Heilbronner wegen Beleidigungen gegen Merz zu Geldstrafen verurteilt
Brigitta SchülerHeilbronner wegen Beleidigungen gegen Merz zu Geldstrafen verurteilt
Zwei Einwohner Heilbronns sind wegen beleidigender Äußerungen über Bundeskanzler Friedrich Merz zu Geldstrafen verurteilt worden. Die Verfahren basierten auf einem Gesetz, das Politiker vor Hetze schützen soll. Kritiker und Befürworter sind weiterhin uneins, ob die Regelung die Meinungsfreiheit fördert oder einschränkt.

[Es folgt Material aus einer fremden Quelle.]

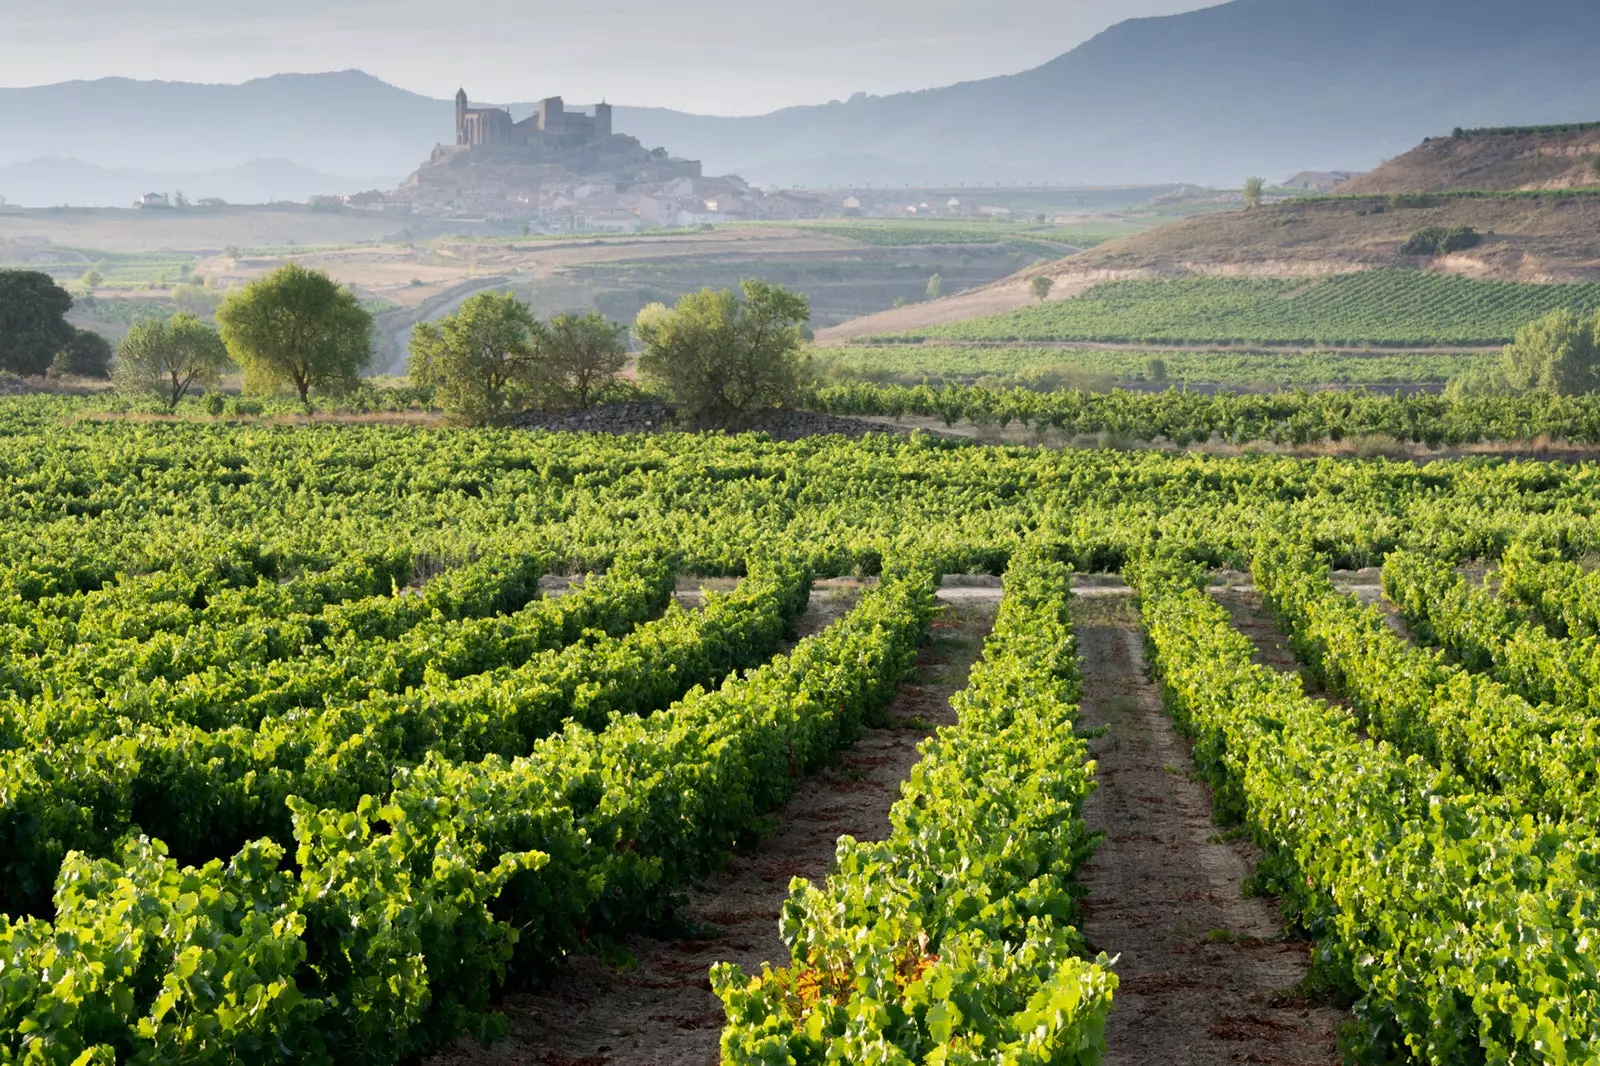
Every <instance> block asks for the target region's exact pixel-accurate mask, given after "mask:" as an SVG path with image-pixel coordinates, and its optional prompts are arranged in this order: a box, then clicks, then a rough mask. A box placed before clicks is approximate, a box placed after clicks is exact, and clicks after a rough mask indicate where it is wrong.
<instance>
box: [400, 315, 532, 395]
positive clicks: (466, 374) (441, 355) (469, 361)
mask: <svg viewBox="0 0 1600 1066" xmlns="http://www.w3.org/2000/svg"><path fill="white" fill-rule="evenodd" d="M541 335H542V327H541V325H539V320H538V319H534V315H533V311H530V309H528V304H525V303H522V301H520V299H517V298H515V296H512V295H510V293H478V295H477V296H474V298H472V299H467V301H466V303H464V304H461V309H459V311H456V312H454V314H451V315H445V317H443V319H440V320H438V322H419V323H418V325H416V328H414V330H413V331H411V355H410V360H408V363H406V370H408V373H410V376H411V381H413V383H414V384H419V386H435V387H437V389H438V403H440V407H443V408H445V415H446V416H450V419H451V421H456V423H462V424H467V426H485V424H488V423H493V421H496V419H498V418H502V416H504V415H506V413H507V411H510V410H517V408H518V407H520V405H523V403H525V402H528V400H530V399H531V397H533V395H534V394H536V391H538V378H539V362H538V346H539V338H541Z"/></svg>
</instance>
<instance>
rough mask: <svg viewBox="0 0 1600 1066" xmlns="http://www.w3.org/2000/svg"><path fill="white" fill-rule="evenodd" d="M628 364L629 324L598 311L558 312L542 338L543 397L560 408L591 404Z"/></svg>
mask: <svg viewBox="0 0 1600 1066" xmlns="http://www.w3.org/2000/svg"><path fill="white" fill-rule="evenodd" d="M626 363H627V327H624V325H619V323H616V322H611V320H610V319H606V317H605V315H602V314H600V312H598V311H590V312H589V314H586V315H578V314H562V315H555V317H554V319H550V322H549V325H547V327H546V330H544V333H542V336H541V338H539V376H541V384H542V387H544V399H546V400H547V402H552V403H557V405H560V407H576V408H579V410H586V408H589V407H592V405H594V403H595V400H597V399H598V397H600V395H603V394H605V391H606V389H608V387H610V386H611V384H614V383H616V376H618V373H621V371H622V367H624V365H626Z"/></svg>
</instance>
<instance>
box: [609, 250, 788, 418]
mask: <svg viewBox="0 0 1600 1066" xmlns="http://www.w3.org/2000/svg"><path fill="white" fill-rule="evenodd" d="M739 290H741V291H739V293H734V291H731V290H722V291H714V290H709V288H707V290H702V291H699V293H690V295H688V296H685V298H683V299H680V301H678V306H677V307H675V309H674V311H667V309H666V307H664V306H662V304H651V306H650V307H645V309H643V311H642V312H638V325H637V330H635V333H637V336H638V341H640V344H643V352H642V354H640V357H638V368H640V373H642V375H643V376H645V379H646V381H650V383H653V384H654V386H658V387H661V389H662V391H664V392H666V394H667V395H669V397H670V399H672V400H674V402H677V403H678V407H680V410H682V413H683V416H686V418H690V419H693V421H696V423H699V424H710V426H736V424H738V423H741V421H742V419H744V418H746V416H749V415H750V413H752V411H757V410H763V408H773V407H784V405H786V403H790V402H792V400H794V397H795V394H797V392H798V386H800V343H802V327H803V325H805V323H806V322H808V320H810V319H811V307H810V304H808V303H806V299H805V296H798V295H795V293H790V291H789V290H786V288H782V287H779V285H770V283H766V282H757V280H747V282H742V283H741V287H739Z"/></svg>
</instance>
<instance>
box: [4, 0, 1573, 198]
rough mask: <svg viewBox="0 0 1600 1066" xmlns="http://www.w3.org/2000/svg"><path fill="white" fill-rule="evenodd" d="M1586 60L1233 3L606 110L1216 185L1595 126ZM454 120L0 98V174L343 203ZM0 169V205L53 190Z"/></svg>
mask: <svg viewBox="0 0 1600 1066" xmlns="http://www.w3.org/2000/svg"><path fill="white" fill-rule="evenodd" d="M1595 54H1600V5H1597V3H1594V0H1517V2H1515V3H1514V2H1512V0H1232V2H1230V3H1222V5H1218V6H1213V8H1203V10H1198V11H1190V13H1186V14H1176V16H1165V18H1147V19H1131V21H1126V22H1120V24H1117V26H1114V27H1110V29H1109V30H1106V32H1104V34H1101V35H1098V37H1094V38H1093V40H1088V42H1085V43H1083V45H1080V46H1077V48H1074V50H1072V51H1069V53H1066V54H1062V56H1059V58H1058V59H1053V61H1051V62H1046V64H1045V66H1040V67H1035V69H1032V70H1024V72H1021V74H1014V75H1006V77H997V78H987V80H979V82H966V83H960V85H950V86H946V88H934V90H925V91H917V93H898V94H890V96H866V94H858V96H854V98H851V99H848V101H843V102H832V104H822V106H814V107H790V109H784V110H778V112H773V114H768V115H758V117H746V118H725V117H710V115H690V114H683V112H674V110H666V109H648V107H627V106H618V107H616V128H618V131H622V133H630V134H634V136H638V138H640V139H642V141H643V142H645V144H646V146H658V144H659V146H666V147H669V149H670V150H672V152H674V154H675V155H685V157H691V158H701V160H704V163H706V170H707V173H739V174H742V176H746V178H749V179H750V181H757V182H763V184H782V186H792V184H811V186H821V184H920V182H928V184H933V182H938V184H946V182H968V184H976V182H1062V184H1114V182H1165V181H1194V182H1210V184H1235V182H1238V181H1242V179H1243V178H1245V176H1248V174H1253V173H1259V174H1264V176H1267V178H1282V176H1286V174H1290V173H1291V171H1298V170H1307V168H1309V170H1334V168H1338V170H1365V168H1370V166H1373V165H1376V163H1379V162H1382V160H1384V158H1387V157H1390V155H1394V154H1397V152H1400V150H1405V149H1408V147H1410V146H1413V144H1414V142H1418V141H1419V139H1422V138H1424V136H1429V134H1438V133H1448V131H1450V130H1451V128H1454V126H1485V125H1526V123H1554V122H1579V120H1592V118H1600V64H1595V62H1594V56H1595ZM448 61H450V62H454V64H458V66H459V64H461V58H459V56H458V58H448ZM930 80H934V78H933V77H931V78H930ZM467 88H469V90H470V85H469V86H467ZM558 90H560V86H539V85H530V96H536V94H544V93H546V91H549V93H555V91H558ZM530 109H531V106H528V104H512V110H514V114H526V112H528V110H530ZM451 128H453V118H451V102H450V101H440V99H430V98H427V96H421V94H416V93H410V91H405V90H400V88H395V86H392V85H387V83H384V82H379V80H378V78H373V77H368V75H365V74H362V72H357V70H347V72H339V74H310V75H306V74H293V75H278V77H270V78H259V80H254V82H246V83H243V85H186V83H173V82H130V80H120V78H109V80H98V82H72V83H61V85H50V86H38V88H22V90H0V166H5V165H8V163H24V162H29V160H34V158H38V157H61V158H77V160H83V162H85V163H90V165H94V166H106V168H136V170H144V171H158V173H165V174H173V176H174V179H184V178H182V176H184V174H195V173H203V171H226V170H229V168H237V166H245V165H250V162H251V160H285V162H288V163H293V165H298V166H301V168H309V170H314V171H318V173H320V174H326V176H328V184H330V187H328V189H326V190H328V192H349V190H355V189H357V187H366V186H368V184H370V181H371V179H370V178H365V176H368V174H394V176H400V174H405V173H410V171H411V170H414V166H416V165H418V163H419V162H421V160H422V158H426V157H427V154H429V150H430V149H432V146H434V144H435V142H438V141H443V139H450V136H451ZM6 179H8V174H6V171H0V195H8V197H10V198H11V200H13V202H24V203H27V202H40V203H59V202H61V198H62V197H59V195H51V197H45V198H43V200H38V198H37V197H34V195H29V197H27V198H24V197H21V195H16V194H14V192H13V190H11V189H6V187H5V184H3V182H5V181H6ZM189 184H190V186H194V189H190V187H187V186H186V192H190V195H221V194H213V192H208V190H206V189H205V187H202V186H200V184H198V182H194V181H190V182H189ZM280 195H285V194H280Z"/></svg>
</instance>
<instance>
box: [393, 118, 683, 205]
mask: <svg viewBox="0 0 1600 1066" xmlns="http://www.w3.org/2000/svg"><path fill="white" fill-rule="evenodd" d="M698 178H701V165H699V163H698V162H694V160H686V158H674V157H670V155H669V154H667V150H666V149H661V147H658V149H646V147H645V146H643V144H640V142H638V139H637V138H630V136H626V134H621V133H616V131H614V130H613V126H611V106H610V104H603V102H602V104H597V106H595V107H594V110H592V114H590V112H582V110H568V109H566V104H565V102H563V101H562V98H560V96H550V98H546V99H544V101H541V102H539V104H538V109H536V110H534V114H533V115H530V117H526V118H523V120H522V122H515V120H514V118H512V115H510V110H509V109H506V107H474V106H472V102H470V101H469V98H467V93H466V90H462V91H459V93H456V136H454V142H453V144H440V146H437V147H435V149H434V154H432V155H430V157H429V160H427V162H426V163H424V165H422V166H421V168H419V170H418V171H416V173H414V174H411V178H408V179H406V182H405V184H403V186H402V187H400V190H398V192H397V194H394V198H395V200H400V202H405V203H408V205H410V208H411V210H413V211H419V213H424V214H461V213H469V214H482V216H486V218H525V219H526V218H550V216H552V213H560V211H565V210H568V206H570V202H571V200H574V198H584V197H590V198H592V195H594V194H595V190H602V192H603V194H605V195H618V194H626V192H629V190H635V192H642V190H646V189H656V187H661V186H664V184H666V182H672V181H678V179H698Z"/></svg>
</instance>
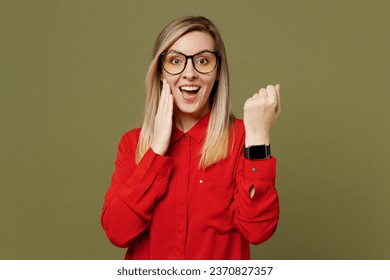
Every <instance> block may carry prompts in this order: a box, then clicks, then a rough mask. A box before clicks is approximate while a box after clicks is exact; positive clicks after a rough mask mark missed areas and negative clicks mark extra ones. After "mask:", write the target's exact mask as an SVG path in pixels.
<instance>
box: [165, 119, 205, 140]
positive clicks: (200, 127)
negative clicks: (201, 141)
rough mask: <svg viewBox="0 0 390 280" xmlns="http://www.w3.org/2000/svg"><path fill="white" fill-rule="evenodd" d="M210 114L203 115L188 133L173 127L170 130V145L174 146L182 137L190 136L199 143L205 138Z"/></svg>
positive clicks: (174, 127) (191, 128)
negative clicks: (170, 133)
mask: <svg viewBox="0 0 390 280" xmlns="http://www.w3.org/2000/svg"><path fill="white" fill-rule="evenodd" d="M209 119H210V113H207V114H206V115H204V116H203V117H202V118H201V119H200V120H199V121H198V122H197V123H196V124H195V125H194V126H193V127H191V129H190V130H189V131H187V132H186V133H184V132H183V131H181V130H180V129H178V128H177V127H176V126H175V125H173V128H172V137H171V143H172V144H174V143H176V142H177V141H179V140H180V139H181V138H182V137H184V135H188V136H190V137H191V138H192V139H194V140H195V141H196V142H198V143H200V142H201V141H202V140H203V138H204V137H205V136H206V131H207V127H208V124H209Z"/></svg>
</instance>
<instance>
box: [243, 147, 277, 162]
mask: <svg viewBox="0 0 390 280" xmlns="http://www.w3.org/2000/svg"><path fill="white" fill-rule="evenodd" d="M270 155H271V146H270V145H268V146H266V145H257V146H250V147H244V156H245V157H246V158H248V159H253V160H255V159H266V158H267V157H268V156H270Z"/></svg>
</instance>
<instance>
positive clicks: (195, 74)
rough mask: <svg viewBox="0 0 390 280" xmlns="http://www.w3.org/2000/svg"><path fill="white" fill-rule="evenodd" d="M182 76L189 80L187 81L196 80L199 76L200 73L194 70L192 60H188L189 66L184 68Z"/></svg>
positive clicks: (184, 77)
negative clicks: (189, 79)
mask: <svg viewBox="0 0 390 280" xmlns="http://www.w3.org/2000/svg"><path fill="white" fill-rule="evenodd" d="M182 75H183V78H187V79H195V78H196V77H197V75H198V73H197V72H196V70H195V68H194V65H193V64H192V59H191V58H190V57H189V58H187V65H186V68H184V71H183V72H182Z"/></svg>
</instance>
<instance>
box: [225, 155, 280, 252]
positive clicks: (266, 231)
mask: <svg viewBox="0 0 390 280" xmlns="http://www.w3.org/2000/svg"><path fill="white" fill-rule="evenodd" d="M239 166H240V168H239V170H238V173H237V175H236V182H237V185H236V190H235V194H234V203H233V204H232V207H231V211H232V222H233V224H234V225H235V227H236V228H237V229H238V230H239V231H240V232H241V234H242V235H243V236H244V237H245V238H246V239H247V240H248V241H249V242H250V243H252V244H260V243H263V242H265V241H266V240H268V239H269V238H270V237H271V236H272V234H273V233H274V232H275V230H276V227H277V224H278V220H279V199H278V194H277V191H276V189H275V175H276V158H274V157H271V158H269V159H267V160H261V161H250V160H248V159H245V158H244V157H243V156H242V155H240V159H239ZM253 190H254V191H253ZM251 192H253V196H252V197H251Z"/></svg>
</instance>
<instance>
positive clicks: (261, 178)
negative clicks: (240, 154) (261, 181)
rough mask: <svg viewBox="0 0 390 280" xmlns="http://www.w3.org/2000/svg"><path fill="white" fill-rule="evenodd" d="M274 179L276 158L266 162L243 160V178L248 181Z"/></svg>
mask: <svg viewBox="0 0 390 280" xmlns="http://www.w3.org/2000/svg"><path fill="white" fill-rule="evenodd" d="M275 177H276V158H275V157H272V156H271V157H270V158H269V159H266V160H249V159H244V178H246V179H248V180H254V179H257V180H258V179H260V180H266V181H268V180H274V179H275Z"/></svg>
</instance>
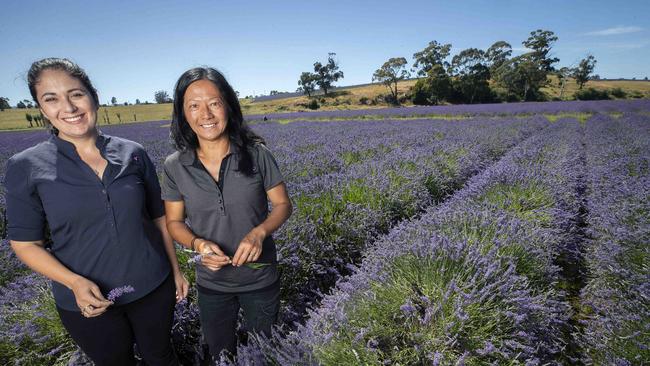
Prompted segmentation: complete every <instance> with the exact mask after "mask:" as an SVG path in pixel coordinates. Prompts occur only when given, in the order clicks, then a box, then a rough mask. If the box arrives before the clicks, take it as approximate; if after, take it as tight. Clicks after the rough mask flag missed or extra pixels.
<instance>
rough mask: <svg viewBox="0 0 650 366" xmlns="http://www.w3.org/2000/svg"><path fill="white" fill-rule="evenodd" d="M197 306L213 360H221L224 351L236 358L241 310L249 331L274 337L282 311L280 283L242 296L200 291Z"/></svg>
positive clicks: (234, 294) (199, 290)
mask: <svg viewBox="0 0 650 366" xmlns="http://www.w3.org/2000/svg"><path fill="white" fill-rule="evenodd" d="M198 303H199V314H200V318H201V329H202V330H203V337H204V338H205V341H206V343H207V344H208V347H209V348H210V354H211V355H212V357H213V358H215V359H218V356H219V354H220V353H221V352H222V351H224V350H225V351H228V352H230V353H231V354H233V355H234V354H235V351H236V347H237V336H236V328H237V315H238V314H239V308H240V307H241V308H242V310H243V311H244V321H245V324H244V325H245V327H246V330H247V331H254V332H257V333H263V334H266V335H270V334H271V328H272V327H273V324H274V323H275V322H276V320H277V318H278V312H279V310H280V280H278V281H276V282H275V283H274V284H273V285H271V286H268V287H265V288H263V289H260V290H255V291H250V292H240V293H221V292H215V291H211V290H206V289H203V288H200V287H199V296H198Z"/></svg>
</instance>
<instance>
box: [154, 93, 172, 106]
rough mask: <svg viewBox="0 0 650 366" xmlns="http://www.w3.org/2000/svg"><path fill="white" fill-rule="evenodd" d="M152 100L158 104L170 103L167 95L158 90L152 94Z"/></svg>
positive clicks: (169, 100)
mask: <svg viewBox="0 0 650 366" xmlns="http://www.w3.org/2000/svg"><path fill="white" fill-rule="evenodd" d="M154 99H155V100H156V103H158V104H163V103H171V101H172V100H171V98H169V94H167V92H166V91H164V90H158V91H157V92H156V93H155V94H154Z"/></svg>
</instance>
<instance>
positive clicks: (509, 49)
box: [485, 41, 512, 72]
mask: <svg viewBox="0 0 650 366" xmlns="http://www.w3.org/2000/svg"><path fill="white" fill-rule="evenodd" d="M511 55H512V46H510V43H508V42H506V41H497V42H494V44H492V46H490V48H488V49H487V51H485V61H486V65H487V67H489V68H490V72H493V71H494V70H496V69H498V68H499V67H500V66H501V65H503V63H504V62H506V61H508V58H509V57H510V56H511Z"/></svg>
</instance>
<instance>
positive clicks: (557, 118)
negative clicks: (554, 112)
mask: <svg viewBox="0 0 650 366" xmlns="http://www.w3.org/2000/svg"><path fill="white" fill-rule="evenodd" d="M592 115H593V113H588V112H567V113H557V114H550V113H545V114H544V117H546V119H548V121H549V122H551V123H553V122H556V121H557V120H558V119H561V118H575V119H576V120H578V121H580V123H582V124H583V125H584V124H585V123H586V122H587V120H588V119H589V118H590V117H591V116H592Z"/></svg>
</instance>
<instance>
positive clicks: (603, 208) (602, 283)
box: [580, 115, 650, 365]
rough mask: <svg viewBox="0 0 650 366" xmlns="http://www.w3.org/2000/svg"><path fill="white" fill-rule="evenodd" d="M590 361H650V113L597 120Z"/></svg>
mask: <svg viewBox="0 0 650 366" xmlns="http://www.w3.org/2000/svg"><path fill="white" fill-rule="evenodd" d="M587 136H588V139H587V141H588V143H587V149H588V154H587V156H588V159H587V163H588V166H589V168H590V174H589V176H588V177H589V179H588V195H587V202H588V217H587V221H588V223H589V231H588V233H589V236H590V240H589V242H588V244H589V246H588V250H587V251H586V253H585V258H586V263H587V267H588V269H589V281H588V283H587V285H586V287H585V288H584V290H583V292H582V299H581V300H582V304H583V318H584V320H583V323H584V329H583V332H582V334H581V337H580V340H581V343H582V346H583V348H584V351H585V352H584V362H585V363H587V364H616V365H643V364H648V363H650V350H649V349H648V345H650V297H649V295H650V266H649V263H650V248H649V247H648V243H650V199H649V198H648V197H649V194H648V192H649V191H650V138H649V136H650V118H648V117H647V116H646V117H639V116H631V115H625V116H622V117H620V118H619V119H617V120H616V119H612V118H610V117H607V116H599V117H598V118H593V119H591V120H590V121H589V129H588V130H587Z"/></svg>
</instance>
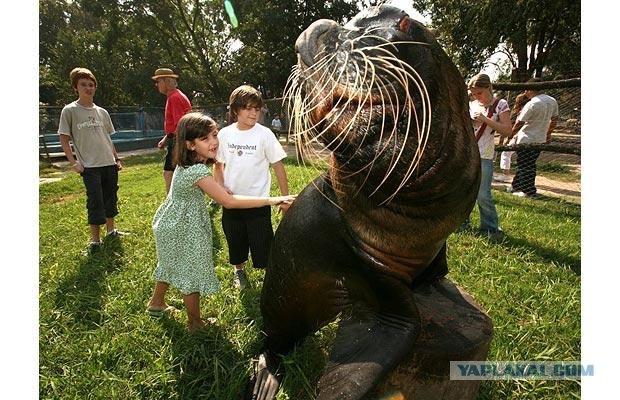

Der Streit begann mit einem Facebook-Beitrag über ein Drohnenflugverbot während Merz’ Besuch in der Stadt. Die Staatsanwaltschaft prüfte später Dutzende Online-Kommentare auf mögliche Rechtsverstöße. Auslöser war ein lokaler Facebook-Post, in dem die Einschränkungen für Drohnenflüge während des Merz-Besuchs thematisiert wurden. In der Folge hinterließen Nutzer Kommentare, die von den Behörden später überprüft wurden. Die Staatsanwaltschaft identifizierte 39 Äußerungen, die möglicherweise gegen den deutschen Strafkodex verstoßen.
Sämtliche Fälle wurden nach Paragraf 188 verfolgt, der Politikern besonderen Schutz vor Beleidigungen und Verleumdungen gewährt. Fünfzehn der Kommentare wurden wegen mangelnder Beweislage fallengelassen. Andere wurden als zulässige Kritik eingestuft und blieben ohne Konsequenzen.
Ein Nutzer, der Merz als Lügenfritz bezeichnete, musste ein Bußgeld von über 2.000 Euro zahlen. Ein weiterer, der ihn Lackaffe nannte, einigte sich auf eine Zahlung von 100 Euro. Die durchschnittliche Strafe für die Verurteilten lag bei etwa 2.000 Euro pro Person.
Befürworter des Gesetzes argumentieren, es schütze öffentliche Persönlichkeiten vor Belästigung. Gegner hingegen befürchten, es könnte legitime Debatten und die freie Meinungsäußerung ersticken. Die Geldstrafen markieren das Ende eines juristischen Verfahrens, das mit einem einzigen Social-Media-Beitrag begann. Die Behörden haben alle 39 Fälle mittlerweile abgeschlossen – entweder mit Strafen oder Einstellungen. Die Diskussion darüber, wie Meinungsfreiheit und der Schutz von Politikern in Einklang zu bringen sind, dauert an.